I like essays of N G Kalelkar 1909-1989 (ना गो कालेलकर) whose Marathi book 'Bhasha: Itihas ani Bhoogol' (भाषा: इतिहास आणि भूगोल) won Sahitya Akademi award in 1967.
Year 2009-10 is the 100th birth anniversary year of Kalelkar. The June 2010 issue of Lalit (ललित) has an essay on him by Prof.
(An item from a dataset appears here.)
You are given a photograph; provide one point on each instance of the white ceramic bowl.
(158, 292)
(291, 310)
Vidyagauri Tilak (विद्यागौरी टिळक) to mark the occasion.
It is said that the main character- played memorably by Satish Dubhashi (सतीश दुभाषी)- of P L Deshpande's (पु ल देशपांडे) popular play 'Ti Fulrani' (ती फुलराणी) was inspired by Kalelkar.
Sunita Deshpande (सुनीता देशपांडे), P L Deshpande's wife, has written an unusually frank- for inbred Marathi literary culture of second half of 20th century- essay on Kalelkar, throwing light on many aspects of his personal life. (After reading the essay, Kalelkar became more interesting for me.)
In one of the most impressive passages from Kalelkar's book '"bhasha ani sanskriti" (भाषा आणि संस्कृती) he says:
When a class containing Lord Byron (1788 – 1824) was asked to write an essay on the subject of the Last Supper, Byron wrote just one line- 'The water saw its Lord and blushed'...Water in Latin is feminine...etc. etc. (page 47, edition December 1982)
This moved me so much when I first read it almost 25 years ago that I memorised it and kept quoting it in my conversations.
There are a couple of problems with this.
First, it was not the Last Supper but Marriage at Cana.
And second it was not Lord Byron- then a third grade boy- who first said this.
In fact it was Richard Crashaw (c.1613-1649) who wrote:
'The conscious water saw its God, and blushed' (original in Latin: Nympha pudica Deum vidit, et erubuit)
Read an earlier related post here
I feel Kalelkar should have attributed this to Crashaw. But did he know that it was Crashaw who first wrote it?
A lot of stuff written in Marathi has gone unchallenged.